C’était là l’homme dont on m’avait parlé; c’était là l’homme que je désirais connaître, et dont je voulais faire mon ami.

A Saint-Gabriel, j’appris qu’il était, pour affaires, allé à une soixantaine de milles. Je me renseignai, et je montai à cheval pour aller à sa rencontre.

En route, sur la rive d’un petit ruisseau, je trouvai un homme, la poitrine nue et lavant sa chemise;—je compris que c’était cet homme-là que je cherchais.

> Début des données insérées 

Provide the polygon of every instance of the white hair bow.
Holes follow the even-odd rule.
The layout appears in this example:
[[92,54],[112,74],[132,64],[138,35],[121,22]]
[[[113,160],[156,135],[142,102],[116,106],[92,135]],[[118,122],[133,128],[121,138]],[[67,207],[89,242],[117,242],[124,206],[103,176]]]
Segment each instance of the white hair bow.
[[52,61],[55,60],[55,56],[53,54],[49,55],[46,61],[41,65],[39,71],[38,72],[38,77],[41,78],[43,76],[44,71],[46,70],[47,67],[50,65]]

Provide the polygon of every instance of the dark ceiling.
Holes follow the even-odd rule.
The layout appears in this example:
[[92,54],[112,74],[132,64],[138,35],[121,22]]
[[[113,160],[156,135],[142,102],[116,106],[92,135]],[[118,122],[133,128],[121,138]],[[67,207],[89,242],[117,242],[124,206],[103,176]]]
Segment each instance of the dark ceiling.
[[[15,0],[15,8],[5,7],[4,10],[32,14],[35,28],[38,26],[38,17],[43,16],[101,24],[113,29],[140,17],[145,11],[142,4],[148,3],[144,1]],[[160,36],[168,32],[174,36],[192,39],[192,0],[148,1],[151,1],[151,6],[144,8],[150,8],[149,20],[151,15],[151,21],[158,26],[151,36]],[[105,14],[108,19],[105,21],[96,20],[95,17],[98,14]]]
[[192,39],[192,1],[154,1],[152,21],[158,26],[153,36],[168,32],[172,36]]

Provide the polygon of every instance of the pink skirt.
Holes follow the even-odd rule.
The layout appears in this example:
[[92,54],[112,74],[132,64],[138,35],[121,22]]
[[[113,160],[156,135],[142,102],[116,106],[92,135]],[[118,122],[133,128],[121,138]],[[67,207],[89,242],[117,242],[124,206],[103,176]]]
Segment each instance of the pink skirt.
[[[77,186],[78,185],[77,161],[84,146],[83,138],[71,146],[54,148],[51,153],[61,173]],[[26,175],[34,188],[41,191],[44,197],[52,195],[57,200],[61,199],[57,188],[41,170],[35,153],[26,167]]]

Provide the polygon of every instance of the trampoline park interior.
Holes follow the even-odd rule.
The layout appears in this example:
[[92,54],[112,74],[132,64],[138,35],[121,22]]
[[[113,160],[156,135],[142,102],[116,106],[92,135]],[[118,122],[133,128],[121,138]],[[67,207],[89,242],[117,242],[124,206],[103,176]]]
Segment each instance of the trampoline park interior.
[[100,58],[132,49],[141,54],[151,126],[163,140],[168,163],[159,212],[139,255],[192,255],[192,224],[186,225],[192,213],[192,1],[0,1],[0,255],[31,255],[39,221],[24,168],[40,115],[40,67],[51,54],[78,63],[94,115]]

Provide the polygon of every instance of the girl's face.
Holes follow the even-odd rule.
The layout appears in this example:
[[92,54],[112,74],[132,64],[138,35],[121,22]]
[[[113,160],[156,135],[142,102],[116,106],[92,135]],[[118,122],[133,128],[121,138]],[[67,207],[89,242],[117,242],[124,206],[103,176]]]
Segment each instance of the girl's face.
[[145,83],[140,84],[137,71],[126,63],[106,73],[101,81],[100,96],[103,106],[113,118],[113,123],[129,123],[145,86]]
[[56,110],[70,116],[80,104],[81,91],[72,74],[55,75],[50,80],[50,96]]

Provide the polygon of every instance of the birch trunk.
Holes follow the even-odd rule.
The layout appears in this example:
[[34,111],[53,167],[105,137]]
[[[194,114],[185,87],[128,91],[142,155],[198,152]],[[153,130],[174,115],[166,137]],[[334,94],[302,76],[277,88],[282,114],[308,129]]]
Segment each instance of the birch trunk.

J’allai à lui, je lui tendis la main, je me nommai.

A partir de ce moment, nous fûmes frères.

Il n’était plus alors dans sa maison de commerce; mais, comme moi, il était entré au service de la république de Rio-Grande. Il commandait l’infanterie de la division Juan Antonio, un des chefs républicains les plus renommés. Comme moi, au reste, il quittait le service, se dirigeant al salto.

Après un jour passé ensemble, nous nous donnâmes nos adresses respectives, et il fut convenu que nous ne ferions rien d’important sans nous prévenir l’un l’autre.

Qu’on me permette un détail qui fera connaître notre misère et notre fraternité.

Anzani n’avait qu’une chemise, mais il avait deux pantalons.